Women professorships low in some Scandinavian universities due to sexism
Despite a global reputation for gender equality, certain Scandinavian countries disadvantage female scholars with sexist attitudes towards ‘women-friendly’ work policies.
These are the findings of a new study from Queen Mary, University of London and Brunel on equality in universities in Denmark, Norway and Sweden, where the share of professorships among women are below the European average.
Monday 16 July 2012
The research, which reveals female academics’ perceptions of sex equality, hiring and discrimination, has been carried out by Professor Geraldine Healy at Queen Mary and Catherine Seierstad at Brunel.
Key findings of the paper, Women's equality in the Scandinavian academy: a distant dream?:
- Persistent sexism in universities, particularly at professor level
- A ‘glass ceiling’ affects women academics from taking senior roles
- Welfare provision, which focuses on mother as carer, has the unintended consequences of limiting women’s development opportunities
- Career progress for women of childbearing age is impacted by negative perceptions within academia
- Women academics with children are often burdened with the ‘lion’s share’ of domestic duties, forcing them to sacrifice their career development compared to male counterparts
“The findings suggest inequality regimes in Scandinavian universities conspire to limit women’s aspirations or ensure that women pay a higher price for success than men do,” says Professor Healy, from the School of Business and Management.
“This study reveals that some Scandinavian countries may have more of a ‘glass ceiling’ for women in academia than many of their European counterparts, with men continuing to dominate senior roles.”
Scandinavian countries are deemed the most equal in the world, and have the most established welfare model. Their governments have introduced many ‘women-friendly’ policies including affordable day care and paid maternity leave to enable Scandinavian parents to balance work and family life.
Such rights go some way to explaining the high proportion of Scandinavian women in the labour market. However, Professor Healy argues that the welfare benefits offered by the Scandinavian system, in fact “may work against women when it comes to promotion opportunities”. “This makes poor business sense when significant talent is excluded from career development opportunities,” she warns.
“Given their high equality ranking it might reasonably be expected that Scandinavian women would be well represented in academic hierarchies, for example, however our research found marked differences between the countries.”
The majority of respondents in a survey of women academics in three Scandinavian universities were aged 30 to 49, had children (69 per cent) and came from a range of academic disciplines. The sample encompasses a group of women, over two-thirds of whom are managing a dual career as mother and academic.
Sweden is in sixth place and Norway in 12th in the proportion of academics who are women, whereas Denmark, in 20th place, is below the EU average. As many as 80 per cent of respondents stated that there was no sex equality in their universities, with Swedish women most likely to give a negative response (94 per cent) followed by the Danes (83 per cent). Over half believed that women had to work harder than men to achieve. Women professors were most likely to have experienced discrimination when applying for positions.
“That women professors were most likely to have experienced discrimination is unsurprising,” says Professor Healy, “by seeking promotion they have put themselves in a specific arena of discrimination.”
Interestingly, Norwegian academics were least likely to have experienced discrimination and were more likely to aim high.
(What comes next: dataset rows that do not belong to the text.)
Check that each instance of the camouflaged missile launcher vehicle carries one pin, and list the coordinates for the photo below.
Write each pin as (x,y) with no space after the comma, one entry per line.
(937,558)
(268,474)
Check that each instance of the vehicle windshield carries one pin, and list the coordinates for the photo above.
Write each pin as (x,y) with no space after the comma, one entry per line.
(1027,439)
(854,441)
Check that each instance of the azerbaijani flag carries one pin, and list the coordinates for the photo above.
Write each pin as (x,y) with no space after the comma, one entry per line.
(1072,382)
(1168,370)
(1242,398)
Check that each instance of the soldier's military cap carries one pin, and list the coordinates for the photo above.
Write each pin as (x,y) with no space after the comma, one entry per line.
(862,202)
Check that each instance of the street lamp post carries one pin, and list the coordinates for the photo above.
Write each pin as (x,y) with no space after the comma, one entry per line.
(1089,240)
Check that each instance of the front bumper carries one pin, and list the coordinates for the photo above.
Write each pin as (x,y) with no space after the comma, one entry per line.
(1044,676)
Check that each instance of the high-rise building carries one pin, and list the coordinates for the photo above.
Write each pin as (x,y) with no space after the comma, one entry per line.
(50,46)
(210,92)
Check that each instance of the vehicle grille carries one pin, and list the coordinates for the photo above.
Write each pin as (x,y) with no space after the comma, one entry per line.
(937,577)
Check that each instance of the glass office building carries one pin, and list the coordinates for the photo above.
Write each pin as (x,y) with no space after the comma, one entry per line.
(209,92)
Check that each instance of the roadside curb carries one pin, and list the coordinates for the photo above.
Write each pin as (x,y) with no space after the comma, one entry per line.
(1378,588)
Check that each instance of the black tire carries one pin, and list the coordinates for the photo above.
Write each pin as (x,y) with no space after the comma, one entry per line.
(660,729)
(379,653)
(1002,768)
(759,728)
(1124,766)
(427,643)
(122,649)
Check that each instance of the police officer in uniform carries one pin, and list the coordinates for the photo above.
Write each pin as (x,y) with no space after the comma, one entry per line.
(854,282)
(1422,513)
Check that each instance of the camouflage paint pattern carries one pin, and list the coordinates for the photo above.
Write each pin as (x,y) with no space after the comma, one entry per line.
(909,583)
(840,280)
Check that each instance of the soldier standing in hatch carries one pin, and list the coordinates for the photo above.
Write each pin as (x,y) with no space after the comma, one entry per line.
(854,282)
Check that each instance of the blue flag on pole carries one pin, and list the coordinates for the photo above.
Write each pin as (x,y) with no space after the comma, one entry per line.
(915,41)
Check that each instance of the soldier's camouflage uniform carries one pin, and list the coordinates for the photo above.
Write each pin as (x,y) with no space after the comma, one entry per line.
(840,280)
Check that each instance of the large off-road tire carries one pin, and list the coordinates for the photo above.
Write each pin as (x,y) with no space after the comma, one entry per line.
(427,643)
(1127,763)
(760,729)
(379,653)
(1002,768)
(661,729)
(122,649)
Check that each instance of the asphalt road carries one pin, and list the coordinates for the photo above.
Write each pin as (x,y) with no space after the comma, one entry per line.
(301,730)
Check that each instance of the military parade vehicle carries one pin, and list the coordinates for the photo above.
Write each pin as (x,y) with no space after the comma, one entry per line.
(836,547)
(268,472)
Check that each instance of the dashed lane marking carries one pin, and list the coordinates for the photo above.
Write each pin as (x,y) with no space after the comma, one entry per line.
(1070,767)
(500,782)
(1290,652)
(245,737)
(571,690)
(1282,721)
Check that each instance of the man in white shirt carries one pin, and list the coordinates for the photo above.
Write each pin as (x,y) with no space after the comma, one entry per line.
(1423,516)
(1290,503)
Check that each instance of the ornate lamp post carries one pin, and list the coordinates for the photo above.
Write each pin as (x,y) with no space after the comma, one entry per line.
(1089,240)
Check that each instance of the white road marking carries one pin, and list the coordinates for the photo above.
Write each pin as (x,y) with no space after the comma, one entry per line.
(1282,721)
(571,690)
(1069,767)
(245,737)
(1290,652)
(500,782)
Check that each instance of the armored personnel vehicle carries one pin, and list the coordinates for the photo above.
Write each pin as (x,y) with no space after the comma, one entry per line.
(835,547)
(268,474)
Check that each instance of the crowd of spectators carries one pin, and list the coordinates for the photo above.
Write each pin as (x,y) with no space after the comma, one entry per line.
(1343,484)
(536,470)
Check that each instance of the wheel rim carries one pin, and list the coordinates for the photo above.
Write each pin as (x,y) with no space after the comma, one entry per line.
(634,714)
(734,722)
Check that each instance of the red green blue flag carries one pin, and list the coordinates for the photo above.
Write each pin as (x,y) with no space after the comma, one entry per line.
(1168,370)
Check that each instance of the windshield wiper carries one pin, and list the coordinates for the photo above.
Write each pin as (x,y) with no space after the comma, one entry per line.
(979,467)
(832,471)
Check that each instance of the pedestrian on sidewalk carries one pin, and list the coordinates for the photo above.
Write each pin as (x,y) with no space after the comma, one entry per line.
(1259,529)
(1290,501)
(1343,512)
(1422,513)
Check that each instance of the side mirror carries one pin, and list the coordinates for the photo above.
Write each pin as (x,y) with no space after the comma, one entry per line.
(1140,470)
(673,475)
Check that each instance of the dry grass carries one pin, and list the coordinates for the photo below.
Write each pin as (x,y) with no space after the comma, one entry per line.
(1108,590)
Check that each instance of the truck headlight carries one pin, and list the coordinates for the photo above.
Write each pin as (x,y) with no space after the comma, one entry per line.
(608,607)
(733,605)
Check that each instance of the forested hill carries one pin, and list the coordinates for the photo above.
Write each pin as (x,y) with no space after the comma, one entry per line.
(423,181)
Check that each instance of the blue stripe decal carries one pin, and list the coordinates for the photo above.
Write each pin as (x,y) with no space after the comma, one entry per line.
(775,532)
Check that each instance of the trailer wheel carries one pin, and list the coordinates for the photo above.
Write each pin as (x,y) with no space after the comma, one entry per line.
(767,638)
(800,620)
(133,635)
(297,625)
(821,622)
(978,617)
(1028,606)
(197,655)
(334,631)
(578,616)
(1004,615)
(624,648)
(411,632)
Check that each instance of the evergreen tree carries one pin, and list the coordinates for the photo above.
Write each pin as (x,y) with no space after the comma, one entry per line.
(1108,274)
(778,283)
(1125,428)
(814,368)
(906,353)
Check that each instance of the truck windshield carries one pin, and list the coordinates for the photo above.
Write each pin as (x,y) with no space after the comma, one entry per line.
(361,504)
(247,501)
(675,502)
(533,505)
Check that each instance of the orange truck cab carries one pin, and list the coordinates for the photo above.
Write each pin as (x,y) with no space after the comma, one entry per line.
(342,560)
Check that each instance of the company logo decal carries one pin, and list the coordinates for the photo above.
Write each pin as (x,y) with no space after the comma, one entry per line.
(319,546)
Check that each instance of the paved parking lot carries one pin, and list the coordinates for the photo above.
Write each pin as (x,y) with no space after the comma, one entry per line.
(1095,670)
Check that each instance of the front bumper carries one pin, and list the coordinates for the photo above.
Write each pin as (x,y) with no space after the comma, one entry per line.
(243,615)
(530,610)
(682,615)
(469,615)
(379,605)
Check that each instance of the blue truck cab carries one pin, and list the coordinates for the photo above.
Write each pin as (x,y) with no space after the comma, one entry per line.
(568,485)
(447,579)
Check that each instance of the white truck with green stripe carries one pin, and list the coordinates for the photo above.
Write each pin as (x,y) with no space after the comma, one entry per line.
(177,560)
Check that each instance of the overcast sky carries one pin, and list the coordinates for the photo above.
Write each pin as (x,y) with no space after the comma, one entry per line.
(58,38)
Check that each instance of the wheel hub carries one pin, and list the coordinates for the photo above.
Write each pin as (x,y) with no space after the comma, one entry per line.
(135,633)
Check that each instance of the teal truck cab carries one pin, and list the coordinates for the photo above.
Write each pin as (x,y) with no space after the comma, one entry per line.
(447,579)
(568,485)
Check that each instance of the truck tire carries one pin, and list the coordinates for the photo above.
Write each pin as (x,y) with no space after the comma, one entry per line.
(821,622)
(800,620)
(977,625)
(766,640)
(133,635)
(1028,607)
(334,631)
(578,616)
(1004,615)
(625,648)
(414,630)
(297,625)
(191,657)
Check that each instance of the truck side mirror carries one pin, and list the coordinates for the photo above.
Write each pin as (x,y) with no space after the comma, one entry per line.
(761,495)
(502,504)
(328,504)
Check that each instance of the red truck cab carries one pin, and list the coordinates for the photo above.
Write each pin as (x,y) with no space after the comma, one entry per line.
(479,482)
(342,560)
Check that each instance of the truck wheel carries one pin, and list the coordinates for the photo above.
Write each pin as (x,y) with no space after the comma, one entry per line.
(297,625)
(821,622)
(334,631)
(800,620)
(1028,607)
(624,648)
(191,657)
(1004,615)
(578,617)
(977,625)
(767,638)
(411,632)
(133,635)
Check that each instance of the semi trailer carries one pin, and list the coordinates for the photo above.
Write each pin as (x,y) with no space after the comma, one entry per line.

Norway generally tends to score highest on international equality polls.
Where examples of discrimination were given, they related to women being of child-bearing age. Professor Healy says: “Those who perceive Scandinavian countries as closer to a gender utopia fail to recognise that women are still judged according to their potential or actual reproductive capacity.
“The welfare provision, which focuses on mother as carer, has the unintended consequences of limiting women’s development opportunities. The likelihood of young women taking parental leave, for example, is used to favour the appointment of men.
“Therefore informal practices in many cases supersede formal equality policies and leads to the undervaluing of women’s talent, which not only damages the university but reinforces men’s domination of the hierarchies.”
Many respondents also reported that their career development is constrained by ‘choices’ between home and work, which may result from Scandinavian women’s experience of an unequal division of labour in the home.
Reported strategies for managing careers for some women meant leaving academia whereas others sought to plateau their careers while their children were young. This is a common approach, according to Professor Healy, but one with “inherent dangers for women academics who are later penalised for having made insufficient progress in the same time period as a male colleague”.
“While there has been an upsurge in equality strategies and action plans, it is yet to be seen if these strategies will challenge sex inequalities in universities in Scandinavian countries or whether a more egalitarian equilibrium remains a distant dream,” she warns.
While gendered inequality regimes are common in universities, including the UK, what places this study apart is that it is set in countries deemed the most equal.